音楽ファンにとってアメリカのテレビは情報源として欠かせません。コンサートのライヴ放送やアワード賞のパフォーマンス、トーク・ショーでもミュージシャンが頻繁に出演します。今、夜のトーク・ショーで熱いのが「The Arsenio Hall Showアーセニオ・ホール・ショー」です。先週はファンキーなプリンスが登場、通常はゲストが3-4人出演するのですがそこは天下のプリンス、オンリー・ゲストとして一時間たっぷりトークとパフォーマンスを披露してくれました。プリンスのコンサートを体験した人なら知っていると思いますが、オーディエンスも紫の服を着てファンク・ミュージックの王子様、プリンスに敬意を表します。この日のアーセニオ・ホール・ショーはパープルに身を固めたファンたちでいっぱい、プリンスを囲んで和やかなイベントを繰り広げました。

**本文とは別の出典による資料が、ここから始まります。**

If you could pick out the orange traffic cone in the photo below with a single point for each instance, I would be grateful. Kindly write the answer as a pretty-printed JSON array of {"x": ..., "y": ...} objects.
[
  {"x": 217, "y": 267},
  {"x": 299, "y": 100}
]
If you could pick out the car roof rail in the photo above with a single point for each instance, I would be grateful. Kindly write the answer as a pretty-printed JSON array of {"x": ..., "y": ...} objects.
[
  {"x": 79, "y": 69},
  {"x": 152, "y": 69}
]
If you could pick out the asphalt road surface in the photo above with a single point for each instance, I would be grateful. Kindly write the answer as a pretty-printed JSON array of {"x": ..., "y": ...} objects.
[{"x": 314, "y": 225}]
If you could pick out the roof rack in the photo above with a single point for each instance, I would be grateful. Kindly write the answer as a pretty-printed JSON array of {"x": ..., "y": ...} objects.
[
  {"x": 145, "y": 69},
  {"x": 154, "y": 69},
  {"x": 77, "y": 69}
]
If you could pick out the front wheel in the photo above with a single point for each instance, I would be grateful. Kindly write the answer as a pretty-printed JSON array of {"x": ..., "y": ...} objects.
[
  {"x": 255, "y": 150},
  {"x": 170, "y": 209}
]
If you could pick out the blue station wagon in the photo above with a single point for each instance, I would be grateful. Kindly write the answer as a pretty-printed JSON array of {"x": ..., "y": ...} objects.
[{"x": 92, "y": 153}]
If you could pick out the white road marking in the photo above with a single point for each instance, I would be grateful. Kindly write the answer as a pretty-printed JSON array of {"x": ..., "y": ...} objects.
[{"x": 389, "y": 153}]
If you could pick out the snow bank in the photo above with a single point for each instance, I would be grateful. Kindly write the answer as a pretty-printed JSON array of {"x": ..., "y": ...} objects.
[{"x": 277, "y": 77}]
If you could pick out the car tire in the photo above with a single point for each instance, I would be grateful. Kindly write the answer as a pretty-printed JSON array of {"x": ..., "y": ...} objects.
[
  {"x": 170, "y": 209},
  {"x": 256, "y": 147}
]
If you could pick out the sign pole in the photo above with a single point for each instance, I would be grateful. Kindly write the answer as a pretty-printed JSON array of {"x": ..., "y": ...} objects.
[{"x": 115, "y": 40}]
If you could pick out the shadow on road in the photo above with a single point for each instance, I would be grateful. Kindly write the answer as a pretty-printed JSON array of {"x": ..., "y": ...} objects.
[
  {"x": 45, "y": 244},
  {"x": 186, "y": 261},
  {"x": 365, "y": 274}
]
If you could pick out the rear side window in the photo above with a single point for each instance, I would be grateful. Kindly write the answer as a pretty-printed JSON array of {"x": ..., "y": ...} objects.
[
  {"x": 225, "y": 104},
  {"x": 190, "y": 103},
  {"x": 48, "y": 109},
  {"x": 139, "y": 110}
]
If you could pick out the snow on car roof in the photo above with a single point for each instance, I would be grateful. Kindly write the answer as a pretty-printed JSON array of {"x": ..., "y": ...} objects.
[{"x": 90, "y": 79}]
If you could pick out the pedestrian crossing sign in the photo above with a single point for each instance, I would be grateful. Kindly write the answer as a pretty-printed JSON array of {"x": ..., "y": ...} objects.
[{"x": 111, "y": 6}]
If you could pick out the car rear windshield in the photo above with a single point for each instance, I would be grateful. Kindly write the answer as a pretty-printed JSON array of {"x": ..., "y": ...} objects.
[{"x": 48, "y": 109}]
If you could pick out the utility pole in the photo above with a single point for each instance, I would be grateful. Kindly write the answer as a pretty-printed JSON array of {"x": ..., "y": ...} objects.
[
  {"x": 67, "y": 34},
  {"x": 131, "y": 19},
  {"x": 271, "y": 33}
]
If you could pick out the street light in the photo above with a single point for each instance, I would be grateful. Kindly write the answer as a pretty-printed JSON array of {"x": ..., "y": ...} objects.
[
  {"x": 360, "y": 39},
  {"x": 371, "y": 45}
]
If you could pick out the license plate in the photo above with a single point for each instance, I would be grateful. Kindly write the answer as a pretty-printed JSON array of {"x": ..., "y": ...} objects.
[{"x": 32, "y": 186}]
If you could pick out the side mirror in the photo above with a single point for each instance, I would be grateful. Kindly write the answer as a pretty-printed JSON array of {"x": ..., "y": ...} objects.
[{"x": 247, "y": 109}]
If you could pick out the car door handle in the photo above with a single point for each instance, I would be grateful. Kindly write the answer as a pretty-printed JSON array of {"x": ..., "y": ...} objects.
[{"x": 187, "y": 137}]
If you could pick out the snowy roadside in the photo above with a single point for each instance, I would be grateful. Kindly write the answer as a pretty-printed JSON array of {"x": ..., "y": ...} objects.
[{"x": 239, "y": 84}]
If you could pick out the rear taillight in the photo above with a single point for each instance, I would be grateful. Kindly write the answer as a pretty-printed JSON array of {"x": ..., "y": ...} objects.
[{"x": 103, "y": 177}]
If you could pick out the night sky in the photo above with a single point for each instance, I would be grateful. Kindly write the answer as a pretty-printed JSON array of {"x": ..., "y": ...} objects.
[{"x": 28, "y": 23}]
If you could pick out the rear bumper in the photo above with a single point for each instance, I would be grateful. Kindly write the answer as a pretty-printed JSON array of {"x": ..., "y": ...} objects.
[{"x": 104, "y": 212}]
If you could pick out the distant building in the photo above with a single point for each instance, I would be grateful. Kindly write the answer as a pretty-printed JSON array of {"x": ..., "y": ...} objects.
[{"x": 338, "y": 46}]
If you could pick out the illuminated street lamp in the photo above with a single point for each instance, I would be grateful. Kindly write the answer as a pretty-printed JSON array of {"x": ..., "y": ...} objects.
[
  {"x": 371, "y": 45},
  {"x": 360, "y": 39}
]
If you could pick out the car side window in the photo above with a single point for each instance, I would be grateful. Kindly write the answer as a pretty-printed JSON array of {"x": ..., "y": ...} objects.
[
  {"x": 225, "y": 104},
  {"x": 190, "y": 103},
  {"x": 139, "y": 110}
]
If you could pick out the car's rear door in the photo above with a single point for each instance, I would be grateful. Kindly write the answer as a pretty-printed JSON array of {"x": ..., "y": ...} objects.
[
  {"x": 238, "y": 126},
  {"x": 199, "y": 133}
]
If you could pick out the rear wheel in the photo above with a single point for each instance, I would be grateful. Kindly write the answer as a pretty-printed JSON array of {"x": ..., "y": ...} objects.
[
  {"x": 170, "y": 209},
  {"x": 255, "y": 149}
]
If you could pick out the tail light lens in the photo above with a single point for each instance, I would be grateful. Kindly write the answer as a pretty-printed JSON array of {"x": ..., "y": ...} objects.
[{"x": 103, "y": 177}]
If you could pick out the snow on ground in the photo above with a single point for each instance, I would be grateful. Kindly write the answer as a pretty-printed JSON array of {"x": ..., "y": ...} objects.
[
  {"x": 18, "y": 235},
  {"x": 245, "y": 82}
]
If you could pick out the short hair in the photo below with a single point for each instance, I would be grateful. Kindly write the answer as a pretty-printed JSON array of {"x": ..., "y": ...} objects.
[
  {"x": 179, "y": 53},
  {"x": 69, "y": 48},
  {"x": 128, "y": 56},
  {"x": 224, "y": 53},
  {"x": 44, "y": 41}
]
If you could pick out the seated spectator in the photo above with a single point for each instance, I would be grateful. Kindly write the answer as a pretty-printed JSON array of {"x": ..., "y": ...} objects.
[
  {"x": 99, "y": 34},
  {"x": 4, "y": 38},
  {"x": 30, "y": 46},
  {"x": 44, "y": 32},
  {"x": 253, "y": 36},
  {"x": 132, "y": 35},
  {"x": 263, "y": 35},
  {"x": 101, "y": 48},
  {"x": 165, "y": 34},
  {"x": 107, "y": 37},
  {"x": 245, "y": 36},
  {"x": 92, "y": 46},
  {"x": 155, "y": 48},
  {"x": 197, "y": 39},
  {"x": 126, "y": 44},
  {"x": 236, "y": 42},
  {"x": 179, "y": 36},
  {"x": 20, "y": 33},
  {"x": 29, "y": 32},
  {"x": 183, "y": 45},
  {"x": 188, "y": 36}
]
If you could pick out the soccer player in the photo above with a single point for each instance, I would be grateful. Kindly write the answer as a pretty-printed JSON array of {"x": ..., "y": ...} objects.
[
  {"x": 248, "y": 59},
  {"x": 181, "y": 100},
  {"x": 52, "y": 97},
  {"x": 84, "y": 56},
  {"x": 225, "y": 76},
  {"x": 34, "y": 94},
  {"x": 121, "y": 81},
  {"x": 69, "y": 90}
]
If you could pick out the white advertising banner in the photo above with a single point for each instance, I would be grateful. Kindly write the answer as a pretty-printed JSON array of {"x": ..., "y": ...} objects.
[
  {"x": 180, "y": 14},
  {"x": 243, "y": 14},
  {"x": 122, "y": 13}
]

取材嫌いで有名なプリンスですが、ホストのアーセニオとは20年来の友達とあってジョークをとばしたり、リラックスした雰囲気でとてもレアなインタビューとなりました。プリンスが料理好きだったって知っていますか。ただし、得意なのはオムレツだけ。「だから、ぼくの友達はみんなコレステロールが高いんだ。」と笑わせてくれる場面も…….。新曲、「Funkroll」やクラシック、「She’s Always In My Hair」などパフォーマンスもたっぷり聴かせてくれました。
The Arsenio Hall Showアーセニオ・ホール・ショー
1989年に始まって大ブームになった「アーセニオ・ホール・ショー」、多くのブラック・ミュージシャンやエンターティナーが登場しました。「アーセニオ」への出演依頼は「スター」としての登竜門的存在でした。すでに大スターだったマイケル・ジャクソンはもちろんのこと、有名人の仲間入りをしたばかりのコメディアン、エディ・マーフィー、ラッパーの2パック、MCハマー、アイスT、ウィル・スミス、俳優のデンゼル・ワシントン、ボクサーのマイク・タイソンなどが出演しました。まだまだブラック・エンターティンメントの情報が少なかった90年代の始め、私もほとんど毎晩見ていたので、1994年に番組が打ち切りになって時はとても残念に思いました。
それが昨年2013年9月より復活、初期のアーセニオに出演するチャンスのなかったアーティストたちがゲストとして出演させて欲しいと依頼が殺到しているそうです。当時チャンスをのがしたPディディーが駆けつけ、「当時のオレはまだ有名じゃなかったからなぁ。アーセニオに出演するのがオレの夢だったんだ。」と告白、ちゃっかり自分のウォッカCirocの宣伝をして有頂天になっていました。